März 2011 / Jörg Dames
Mögen unsere zum Test anstehenden Probanden durchaus schon zur ausgewachseneren Sorte Schallwandler zählen, die Rolle von Flaggschiffen - die STs markieren zusammen mit den SP 100 R2 aus der Classic-Serie das obere Ende der Spendor’schen Preisskala - scheint ihnen auf den ersten Blick dennoch nicht gerade auf den Leib geschneidert zu sein: Wo andere Hersteller mit ihren Kavenzmännern quasi bereits mit einem Beim im Immobiliengeschäft stehen, gehen die STs mit 28 Kilogramm je Box und 97 Zentimetern Scheitelhöhe eher als die Portis unter den Boxenflaggschiffen durch.
Was ich persönlich - ein Freund von „schwerer, tiefer, breiter“ bin ich generell nicht - eigentlich ganz sympathisch finde. Wem aber nun das Klischee vom „britischen Understatement“ durch den Kopf gehen sollte, dem sei gesagt, dass Spendor UST als Produktname sicherlich auch seinen Reiz hätte, ST tatsächlich aber, wie Spendor (deutscher Vertrieb: www.bt-vertrieb.de) wissen lässt, die Abkürzung fürs Wörtchen Statement darstellt.

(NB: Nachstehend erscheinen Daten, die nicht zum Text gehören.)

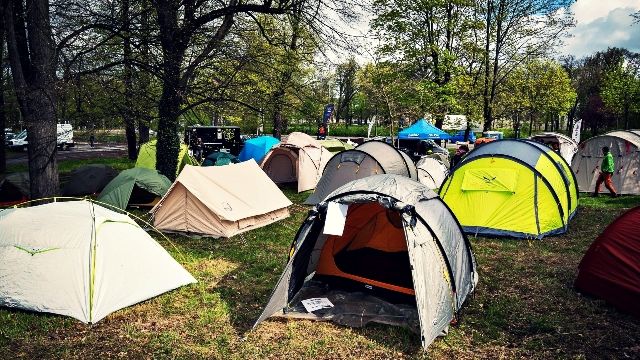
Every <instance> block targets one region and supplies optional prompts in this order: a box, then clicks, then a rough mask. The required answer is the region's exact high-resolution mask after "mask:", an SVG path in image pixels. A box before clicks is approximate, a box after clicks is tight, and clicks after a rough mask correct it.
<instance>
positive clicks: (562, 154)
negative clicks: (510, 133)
mask: <svg viewBox="0 0 640 360" xmlns="http://www.w3.org/2000/svg"><path fill="white" fill-rule="evenodd" d="M531 140H533V141H535V142H539V143H542V144H545V145H547V146H549V147H551V148H552V145H553V144H558V153H559V154H560V156H562V157H563V158H564V159H565V161H566V162H567V164H569V165H571V161H572V160H573V156H574V155H575V154H576V152H578V143H577V142H575V140H573V139H572V138H570V137H568V136H566V135H563V134H560V133H553V132H547V133H542V134H536V135H534V136H532V137H531Z"/></svg>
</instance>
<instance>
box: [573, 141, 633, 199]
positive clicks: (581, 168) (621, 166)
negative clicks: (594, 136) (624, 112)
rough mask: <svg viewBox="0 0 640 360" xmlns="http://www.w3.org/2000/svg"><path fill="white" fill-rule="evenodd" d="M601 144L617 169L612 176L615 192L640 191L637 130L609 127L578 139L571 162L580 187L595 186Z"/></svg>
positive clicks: (591, 191) (600, 148) (578, 186)
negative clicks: (620, 128)
mask: <svg viewBox="0 0 640 360" xmlns="http://www.w3.org/2000/svg"><path fill="white" fill-rule="evenodd" d="M604 146H608V147H609V149H610V151H611V154H612V155H613V160H614V162H615V166H616V172H615V173H614V174H613V177H612V178H611V180H613V186H614V187H615V188H616V190H617V192H618V194H635V195H637V194H640V132H634V131H612V132H610V133H606V134H604V135H600V136H595V137H592V138H591V139H589V140H586V141H583V142H582V143H580V146H579V147H578V152H577V153H576V155H575V157H574V158H573V162H572V164H571V168H572V169H573V172H574V173H575V174H576V179H577V180H578V188H579V189H580V191H588V192H593V191H594V190H595V186H596V180H597V179H598V175H599V169H600V164H601V163H602V157H603V155H602V148H603V147H604Z"/></svg>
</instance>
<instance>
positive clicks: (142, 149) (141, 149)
mask: <svg viewBox="0 0 640 360" xmlns="http://www.w3.org/2000/svg"><path fill="white" fill-rule="evenodd" d="M157 143H158V140H156V139H154V140H151V141H149V142H146V143H144V144H142V146H140V152H139V153H138V160H136V167H143V168H147V169H154V170H155V169H156V144H157ZM187 164H189V165H198V164H197V163H196V161H195V160H193V159H192V158H191V156H189V147H188V146H187V145H186V144H180V152H179V153H178V169H177V170H176V175H177V174H179V173H180V171H182V169H183V168H184V166H185V165H187Z"/></svg>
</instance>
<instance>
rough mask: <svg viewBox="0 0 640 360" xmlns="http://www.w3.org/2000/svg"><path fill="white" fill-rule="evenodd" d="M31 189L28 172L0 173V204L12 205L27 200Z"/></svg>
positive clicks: (28, 196)
mask: <svg viewBox="0 0 640 360" xmlns="http://www.w3.org/2000/svg"><path fill="white" fill-rule="evenodd" d="M30 196H31V189H30V183H29V173H28V172H26V171H25V172H17V173H12V174H6V175H0V206H12V205H16V204H19V203H21V202H25V201H27V200H29V198H30Z"/></svg>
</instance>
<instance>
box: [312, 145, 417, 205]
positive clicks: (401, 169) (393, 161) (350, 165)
mask: <svg viewBox="0 0 640 360" xmlns="http://www.w3.org/2000/svg"><path fill="white" fill-rule="evenodd" d="M376 174H397V175H402V176H406V177H409V178H411V179H413V180H418V174H417V170H416V167H415V165H414V164H413V161H411V158H409V156H408V155H407V154H405V153H403V152H402V151H398V150H397V149H396V148H394V147H393V146H391V145H389V144H387V143H385V142H383V141H376V140H373V141H367V142H365V143H363V144H360V145H358V146H357V147H356V148H355V149H353V150H345V151H342V152H339V153H337V154H335V155H334V156H333V157H332V158H331V159H330V160H329V162H328V163H327V166H325V168H324V172H323V174H322V178H320V181H319V182H318V186H316V190H315V191H314V193H313V194H311V195H310V196H309V197H308V198H307V200H306V201H305V204H308V205H315V204H317V203H319V202H320V201H322V200H323V199H324V198H325V197H326V196H327V195H329V194H330V193H331V192H332V191H334V190H335V189H337V188H339V187H340V186H342V185H344V184H346V183H348V182H349V181H352V180H356V179H361V178H364V177H367V176H370V175H376Z"/></svg>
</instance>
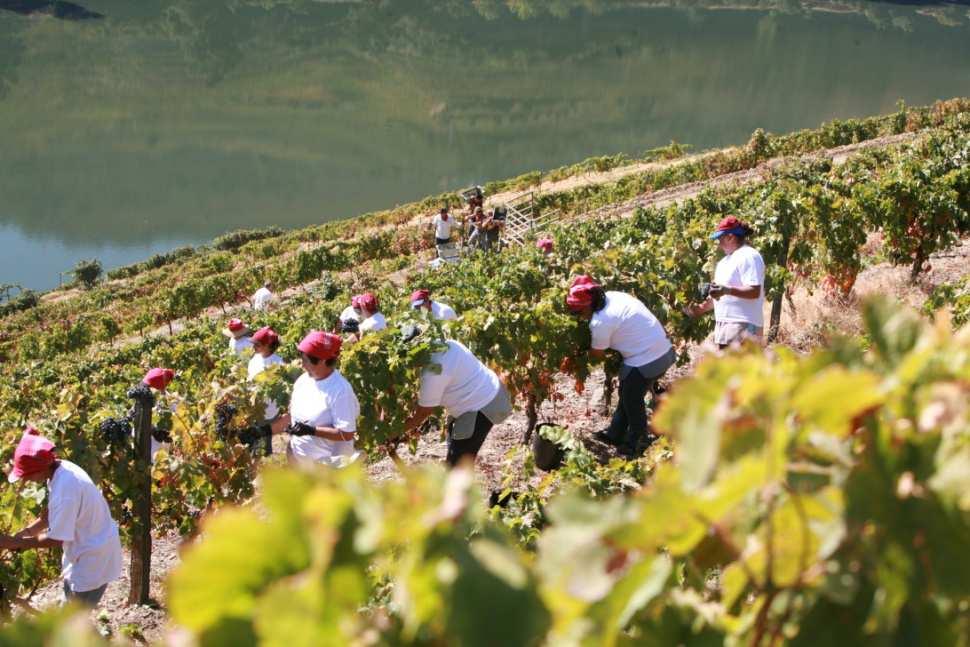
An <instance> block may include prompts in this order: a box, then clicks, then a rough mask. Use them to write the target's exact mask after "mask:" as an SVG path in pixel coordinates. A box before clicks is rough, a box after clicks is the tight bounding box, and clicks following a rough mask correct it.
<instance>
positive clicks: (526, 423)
mask: <svg viewBox="0 0 970 647" xmlns="http://www.w3.org/2000/svg"><path fill="white" fill-rule="evenodd" d="M525 419H526V425H525V435H524V436H523V437H522V444H523V445H528V444H529V441H530V440H532V431H533V430H534V429H535V428H536V423H537V422H538V421H539V412H538V408H537V406H536V396H535V395H533V394H532V393H529V395H528V396H527V397H526V401H525Z"/></svg>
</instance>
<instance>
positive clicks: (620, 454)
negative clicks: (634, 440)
mask: <svg viewBox="0 0 970 647" xmlns="http://www.w3.org/2000/svg"><path fill="white" fill-rule="evenodd" d="M616 454H617V456H622V457H623V458H627V459H630V460H634V459H637V458H640V457H641V456H643V450H641V449H640V448H639V447H634V446H632V445H627V444H624V445H620V446H619V447H617V448H616Z"/></svg>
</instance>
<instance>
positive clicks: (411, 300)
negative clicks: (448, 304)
mask: <svg viewBox="0 0 970 647" xmlns="http://www.w3.org/2000/svg"><path fill="white" fill-rule="evenodd" d="M411 307H412V308H414V309H415V310H418V309H420V308H425V309H426V310H427V311H428V312H430V313H431V317H432V318H433V319H436V320H438V321H454V320H455V319H457V318H458V315H457V314H456V313H455V310H454V308H452V307H451V306H449V305H448V304H446V303H441V302H440V301H432V300H431V291H430V290H424V289H421V290H415V291H414V292H412V293H411Z"/></svg>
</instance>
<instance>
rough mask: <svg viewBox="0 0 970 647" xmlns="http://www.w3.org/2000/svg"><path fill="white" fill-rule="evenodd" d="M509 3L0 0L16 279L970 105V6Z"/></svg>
mask: <svg viewBox="0 0 970 647" xmlns="http://www.w3.org/2000/svg"><path fill="white" fill-rule="evenodd" d="M512 4H514V5H515V6H516V7H518V14H516V13H513V12H511V11H510V10H508V9H507V8H506V3H505V2H504V1H501V0H477V1H476V2H474V3H472V2H465V1H463V0H451V1H450V2H440V1H439V2H431V1H430V0H428V1H425V0H400V1H393V0H385V1H384V2H323V1H319V0H153V1H149V0H144V1H139V2H131V1H130V0H78V3H77V4H71V3H66V2H61V3H53V2H47V1H46V0H0V249H3V250H4V253H3V254H2V255H0V283H20V284H23V285H25V286H28V287H32V288H48V287H51V286H54V285H57V282H58V273H59V272H61V271H64V270H67V269H69V268H70V267H71V266H73V264H74V263H75V262H76V261H77V260H78V259H80V258H90V257H97V258H99V259H101V260H102V262H103V263H104V264H105V266H107V267H114V266H117V265H122V264H126V263H130V262H134V261H138V260H142V259H144V258H145V257H146V256H148V255H150V254H151V253H154V252H156V251H161V250H164V249H170V248H172V247H175V246H179V245H183V244H195V243H202V242H206V241H208V240H210V239H211V238H213V237H214V236H217V235H219V234H220V233H223V232H225V231H227V230H231V229H237V228H242V227H261V226H268V225H280V226H284V227H296V226H300V225H305V224H310V223H318V222H322V221H325V220H330V219H335V218H343V217H347V216H352V215H356V214H359V213H362V212H365V211H369V210H374V209H380V208H384V207H388V206H392V205H394V204H397V203H403V202H406V201H409V200H412V199H415V198H419V197H422V196H424V195H427V194H429V193H436V192H439V191H442V190H446V189H451V188H456V187H459V186H463V185H467V184H468V183H471V182H473V181H478V182H481V181H484V180H488V179H496V178H504V177H508V176H512V175H516V174H519V173H522V172H525V171H529V170H533V169H548V168H552V167H555V166H560V165H563V164H568V163H572V162H575V161H578V160H581V159H583V158H586V157H589V156H591V155H599V154H606V153H616V152H626V153H629V154H637V153H641V152H643V151H644V150H646V149H649V148H652V147H655V146H659V145H663V144H666V143H668V142H669V141H670V140H671V139H675V140H677V141H679V142H682V143H687V144H690V145H692V146H694V147H696V148H707V147H713V146H719V145H724V144H735V143H739V142H743V141H745V140H746V139H747V137H748V136H749V134H750V133H751V131H752V130H754V129H755V128H758V127H764V128H767V129H768V130H771V131H774V132H784V131H789V130H793V129H798V128H805V127H814V126H817V125H818V124H819V123H821V122H822V121H825V120H829V119H832V118H836V117H838V118H846V117H853V116H865V115H869V114H875V113H882V112H890V111H892V110H893V109H894V106H895V103H896V101H897V100H899V99H904V100H905V101H906V102H907V103H910V104H923V103H928V102H932V101H934V100H936V99H939V98H948V97H952V96H957V95H970V27H968V26H967V23H968V21H970V16H968V15H967V9H966V7H960V8H954V7H951V8H949V9H946V10H943V12H942V13H939V12H938V13H937V15H936V16H928V15H924V13H925V8H924V9H923V10H917V9H914V8H912V7H902V6H888V5H878V4H877V3H868V5H871V8H870V10H869V13H868V15H862V14H858V13H834V12H818V11H814V12H798V13H793V14H785V13H771V12H759V11H741V10H723V9H722V10H704V9H699V8H696V7H697V5H699V4H703V3H694V5H695V6H694V8H692V9H690V10H681V9H676V8H646V7H643V6H633V3H624V2H609V1H605V0H603V1H599V2H597V1H596V0H583V1H582V2H580V1H579V0H558V1H557V2H541V3H540V2H531V1H529V0H517V2H516V3H512ZM787 4H788V5H789V6H791V5H797V3H795V2H789V3H787ZM573 5H576V6H573ZM550 7H551V8H552V9H549V8H550ZM590 7H592V8H593V10H592V11H591V10H590V9H589V8H590ZM551 10H552V11H555V15H554V14H553V13H550V11H551Z"/></svg>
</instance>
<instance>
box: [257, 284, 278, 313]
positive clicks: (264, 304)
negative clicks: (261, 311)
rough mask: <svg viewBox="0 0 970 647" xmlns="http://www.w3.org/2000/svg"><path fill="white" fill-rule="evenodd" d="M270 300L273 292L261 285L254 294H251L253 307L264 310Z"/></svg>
mask: <svg viewBox="0 0 970 647" xmlns="http://www.w3.org/2000/svg"><path fill="white" fill-rule="evenodd" d="M272 301H273V293H272V292H270V291H269V290H268V289H267V288H266V287H261V288H259V289H258V290H256V294H254V295H253V309H254V310H266V308H268V307H269V304H270V303H272Z"/></svg>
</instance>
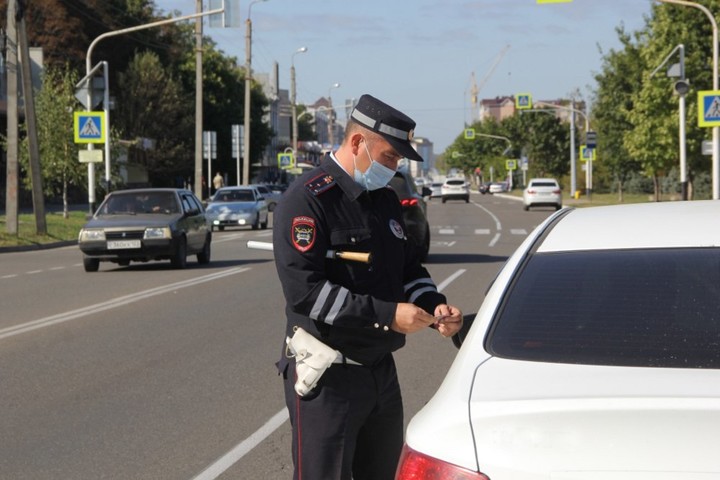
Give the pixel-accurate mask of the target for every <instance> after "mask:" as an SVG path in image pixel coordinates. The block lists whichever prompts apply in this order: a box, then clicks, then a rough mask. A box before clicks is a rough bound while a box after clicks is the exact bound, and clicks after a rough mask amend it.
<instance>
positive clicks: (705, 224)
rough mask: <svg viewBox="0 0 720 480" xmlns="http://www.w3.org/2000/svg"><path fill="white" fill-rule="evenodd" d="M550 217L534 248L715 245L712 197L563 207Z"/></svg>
mask: <svg viewBox="0 0 720 480" xmlns="http://www.w3.org/2000/svg"><path fill="white" fill-rule="evenodd" d="M554 218H555V219H558V220H557V221H555V222H553V221H550V222H549V223H550V224H551V225H552V226H551V228H550V229H549V230H548V231H547V232H546V233H545V235H544V237H543V238H542V239H541V243H540V244H539V246H538V247H537V250H536V251H537V252H538V253H549V252H563V251H577V250H608V249H637V248H681V247H718V246H720V222H718V219H719V218H720V202H718V201H717V200H704V201H686V202H680V201H678V202H660V203H639V204H631V205H614V206H607V207H590V208H580V209H565V210H562V211H560V212H558V213H557V214H556V216H555V217H554Z"/></svg>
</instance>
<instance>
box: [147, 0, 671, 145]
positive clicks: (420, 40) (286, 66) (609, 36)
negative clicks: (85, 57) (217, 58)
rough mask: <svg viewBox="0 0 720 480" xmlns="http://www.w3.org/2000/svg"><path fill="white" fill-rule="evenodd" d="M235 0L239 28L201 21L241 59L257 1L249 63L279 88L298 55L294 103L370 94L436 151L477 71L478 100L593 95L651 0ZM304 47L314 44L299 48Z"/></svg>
mask: <svg viewBox="0 0 720 480" xmlns="http://www.w3.org/2000/svg"><path fill="white" fill-rule="evenodd" d="M231 1H235V2H236V4H237V3H238V2H239V8H238V10H237V11H238V12H239V16H240V20H241V26H240V27H239V28H209V27H208V26H207V23H206V24H205V27H204V32H203V33H204V35H205V36H209V37H211V38H212V39H213V40H214V41H215V42H216V43H217V45H218V48H219V49H220V50H222V51H223V52H225V53H226V54H227V55H230V56H233V57H236V58H237V59H238V63H239V64H241V65H244V63H245V19H246V18H247V16H248V10H250V18H251V20H252V69H253V71H255V72H261V73H270V72H272V70H273V65H274V63H275V62H277V63H278V65H279V72H280V74H279V77H280V78H279V83H280V88H281V89H287V90H289V89H290V67H291V64H292V63H294V65H295V71H296V87H297V102H298V104H312V103H314V102H315V101H316V100H317V99H319V98H320V97H328V95H331V96H332V101H333V104H334V105H335V106H339V105H341V104H343V103H345V102H349V101H350V99H353V98H354V99H357V98H359V97H360V96H361V95H362V94H365V93H369V94H371V95H373V96H375V97H377V98H379V99H380V100H382V101H384V102H385V103H388V104H390V105H392V106H393V107H395V108H397V109H399V110H401V111H403V112H404V113H406V114H407V115H409V116H410V117H411V118H413V119H414V120H415V121H416V123H417V127H416V128H415V136H419V137H425V138H427V139H429V140H430V141H431V142H433V144H434V152H435V153H436V154H439V153H442V152H443V151H444V150H445V148H446V147H447V146H449V145H450V144H451V143H452V142H453V141H454V140H455V138H456V137H457V136H458V135H462V133H463V129H464V127H465V125H466V124H468V123H471V122H472V121H473V120H474V119H475V118H476V115H474V114H473V112H472V109H471V100H470V92H471V87H472V78H473V74H474V78H475V84H476V85H477V86H478V87H479V88H480V90H479V98H480V99H485V98H495V97H498V96H512V95H515V94H516V93H530V94H531V95H532V98H533V99H534V100H553V99H559V98H568V97H569V96H570V95H571V94H573V92H579V94H580V96H581V97H582V98H583V99H585V100H587V101H590V100H591V98H592V92H593V90H594V89H595V86H596V83H595V80H594V76H595V75H596V74H597V73H599V72H600V70H601V68H602V57H603V52H605V53H607V52H608V51H610V50H611V49H617V48H619V45H620V44H619V41H618V35H617V32H616V28H617V27H619V26H621V25H622V26H624V28H625V29H626V30H627V31H636V30H639V29H641V28H642V27H643V26H644V23H645V17H646V16H648V15H649V14H650V9H651V4H652V0H573V2H572V3H561V4H546V5H538V4H537V3H536V0H475V1H473V0H356V1H352V0H266V1H259V2H255V3H253V4H252V7H251V8H248V7H249V5H250V2H248V1H246V0H231ZM155 4H156V6H157V7H158V9H159V10H162V11H164V12H165V13H172V12H176V11H177V12H179V13H180V15H187V14H192V13H195V0H155ZM668 7H670V8H672V6H670V5H668ZM205 8H207V0H205ZM301 47H307V52H305V53H298V54H295V52H296V51H297V50H298V49H299V48H301ZM293 54H295V55H293ZM336 83H339V84H340V86H339V87H337V88H334V85H335V84H336ZM590 108H592V105H590ZM339 117H340V121H343V120H344V118H345V113H344V111H341V112H339Z"/></svg>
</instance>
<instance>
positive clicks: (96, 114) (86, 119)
mask: <svg viewBox="0 0 720 480" xmlns="http://www.w3.org/2000/svg"><path fill="white" fill-rule="evenodd" d="M74 117H75V122H74V124H75V128H74V131H75V143H105V113H103V112H75V115H74Z"/></svg>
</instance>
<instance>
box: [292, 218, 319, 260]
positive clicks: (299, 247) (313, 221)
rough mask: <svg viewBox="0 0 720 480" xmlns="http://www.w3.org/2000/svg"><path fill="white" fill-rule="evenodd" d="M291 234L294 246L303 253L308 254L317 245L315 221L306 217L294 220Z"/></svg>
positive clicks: (292, 240) (299, 250)
mask: <svg viewBox="0 0 720 480" xmlns="http://www.w3.org/2000/svg"><path fill="white" fill-rule="evenodd" d="M290 234H291V235H292V241H293V246H295V248H296V249H298V250H299V251H301V252H307V251H308V250H310V249H311V248H312V246H313V244H314V243H315V220H314V219H312V218H310V217H305V216H301V217H295V218H293V223H292V228H291V233H290Z"/></svg>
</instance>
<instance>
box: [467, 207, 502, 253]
mask: <svg viewBox="0 0 720 480" xmlns="http://www.w3.org/2000/svg"><path fill="white" fill-rule="evenodd" d="M472 204H473V205H475V206H476V207H478V208H480V209H482V210H484V211H485V213H487V214H488V215H490V217H492V219H493V220H495V228H496V229H497V231H498V233H496V234H495V236H494V237H493V239H492V240H490V243H489V244H488V247H494V246H495V244H496V243H497V242H498V240H500V231H501V230H502V224H501V223H500V219H499V218H497V217H496V216H495V214H494V213H492V212H491V211H490V210H488V209H487V208H485V207H483V206H482V205H480V204H479V203H475V202H472Z"/></svg>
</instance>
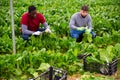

Ob in diesem Zusammenhang nun „nomen est omen“ oder „Namen sind Schall und Rauch“ als Devise gilt, soll im Folgenden ergründet werden ...

Stand-Lautsprecher:
Spendor ST
Paarpreis: ab 7.990 Euro
Vertrieb:
B&T Hifi Vertrieb GmbH
Web:
www.bt-vertrieb.de
eMail:
team@bthifi.com
Telefon:
+49 (0) 2104 175560
Equipment:
Quelle:
Fonel Simplicité
Laptop mit foobar2000 im Verbund mit DA-Wandller Northstar USB dac32
Lautsprecher:
Thiel CS 3.7
Sehring S 703SE
Verstärker:
Vollverstärker:
Fonel Emotion
Vor-/Endverstärker:
Funk MTX Monitor V3b
Audionet AMP Monos
Kabel:
NF: Straight Wire Virtuoso, Vovox
LS: HMS Fortissimo, Reson LSC 350
Netz: Hifi-Tuning Powercord Gold inkl. IeGo-Konfektionierung, Netzleiste MF-Electronic
nomen est omen
oder namen
sind schall
und rauch?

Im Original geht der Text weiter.